Il faut Les journaux classiques, avides de notoriété "djeuns" ouvrent des plate formes de blog alors qu'ils sont infoutus de les modérer correctement, ni même de les présenter pour ce qu'ils sont, à savoir des blogs. La plupart des journalistes font le même métier que les blogeurs qu'ils critiquent, à savoir qu'il relaient n'importe quoi, n'importe comment, sans penser une seconde aux conséquences de leurs actes...
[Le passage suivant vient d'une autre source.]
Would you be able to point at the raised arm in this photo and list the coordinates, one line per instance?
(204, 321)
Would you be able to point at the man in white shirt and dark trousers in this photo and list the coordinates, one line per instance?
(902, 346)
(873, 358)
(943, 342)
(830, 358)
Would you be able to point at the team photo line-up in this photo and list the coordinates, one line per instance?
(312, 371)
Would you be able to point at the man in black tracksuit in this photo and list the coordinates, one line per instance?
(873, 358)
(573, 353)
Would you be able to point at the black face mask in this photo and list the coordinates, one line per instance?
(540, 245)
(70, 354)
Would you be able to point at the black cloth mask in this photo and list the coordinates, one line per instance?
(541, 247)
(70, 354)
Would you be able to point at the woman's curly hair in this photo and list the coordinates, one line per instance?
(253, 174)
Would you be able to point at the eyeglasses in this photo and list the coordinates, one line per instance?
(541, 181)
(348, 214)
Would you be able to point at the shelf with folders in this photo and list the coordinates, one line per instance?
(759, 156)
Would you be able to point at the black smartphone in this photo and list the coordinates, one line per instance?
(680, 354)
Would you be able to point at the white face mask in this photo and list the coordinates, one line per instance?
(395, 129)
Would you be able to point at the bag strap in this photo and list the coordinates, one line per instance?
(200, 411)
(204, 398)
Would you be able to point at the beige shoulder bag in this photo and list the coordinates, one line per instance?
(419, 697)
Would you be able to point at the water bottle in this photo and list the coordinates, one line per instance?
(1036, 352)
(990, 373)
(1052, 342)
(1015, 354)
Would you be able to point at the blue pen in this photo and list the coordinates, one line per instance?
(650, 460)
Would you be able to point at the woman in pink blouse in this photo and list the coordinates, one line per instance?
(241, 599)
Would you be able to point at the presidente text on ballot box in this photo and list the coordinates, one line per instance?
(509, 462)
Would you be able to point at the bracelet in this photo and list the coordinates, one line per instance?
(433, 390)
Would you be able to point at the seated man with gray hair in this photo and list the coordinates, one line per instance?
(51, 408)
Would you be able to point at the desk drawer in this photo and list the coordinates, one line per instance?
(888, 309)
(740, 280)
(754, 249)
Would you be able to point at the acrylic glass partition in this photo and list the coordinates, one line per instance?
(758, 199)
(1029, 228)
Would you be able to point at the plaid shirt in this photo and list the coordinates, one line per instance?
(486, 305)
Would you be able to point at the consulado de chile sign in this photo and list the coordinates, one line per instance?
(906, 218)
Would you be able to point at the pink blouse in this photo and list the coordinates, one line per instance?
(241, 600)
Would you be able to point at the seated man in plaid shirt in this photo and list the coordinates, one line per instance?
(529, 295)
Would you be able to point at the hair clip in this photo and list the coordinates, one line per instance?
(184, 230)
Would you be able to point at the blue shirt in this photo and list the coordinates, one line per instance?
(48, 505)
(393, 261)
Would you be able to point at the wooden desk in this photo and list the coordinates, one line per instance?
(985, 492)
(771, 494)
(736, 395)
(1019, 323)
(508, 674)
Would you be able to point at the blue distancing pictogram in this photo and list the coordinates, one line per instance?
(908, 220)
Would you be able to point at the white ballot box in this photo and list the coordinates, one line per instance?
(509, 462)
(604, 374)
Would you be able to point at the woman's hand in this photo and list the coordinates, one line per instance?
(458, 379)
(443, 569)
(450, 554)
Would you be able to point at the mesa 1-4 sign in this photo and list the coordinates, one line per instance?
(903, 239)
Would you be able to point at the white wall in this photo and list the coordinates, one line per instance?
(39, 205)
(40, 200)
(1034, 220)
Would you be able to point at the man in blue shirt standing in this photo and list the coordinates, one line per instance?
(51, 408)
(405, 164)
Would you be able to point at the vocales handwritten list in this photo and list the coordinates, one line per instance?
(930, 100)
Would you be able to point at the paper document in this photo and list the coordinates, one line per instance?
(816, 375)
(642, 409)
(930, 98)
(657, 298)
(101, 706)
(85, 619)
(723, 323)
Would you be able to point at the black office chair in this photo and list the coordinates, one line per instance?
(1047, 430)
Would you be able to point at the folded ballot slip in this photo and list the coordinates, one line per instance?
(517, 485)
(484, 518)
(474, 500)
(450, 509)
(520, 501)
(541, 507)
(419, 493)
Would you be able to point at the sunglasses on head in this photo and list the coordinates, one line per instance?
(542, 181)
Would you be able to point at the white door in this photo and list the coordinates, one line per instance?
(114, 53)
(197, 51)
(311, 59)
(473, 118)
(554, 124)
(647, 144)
Vous êtes surs que c'est le net qui a besoin de balises ? Avant de voir la paille... retirez donc la poutre de votre oeil, messieurs les "professionnels". Quand cve sera fait, vous pourrez peut être commencer à penser à lancer l'idée de "baliser" internet. En attendant, les blogueurs ont au moins une excuse pour écrire n'importe quoi : ce n'est pas leur travail, ils n'ont pas été formés pour faire du journalistes. Vous si, et vous faites mal votre métier ! (Désolé pour les quelques uns, peu nombreux malheureusement, qui le font encore correctement... et qui, si ce n'est déjà fait, risquent de se retrouver très vite au chômage, vu que la vérification des informations qu'ils traitent est beaucoup trop lente pour s'assurer du scoop).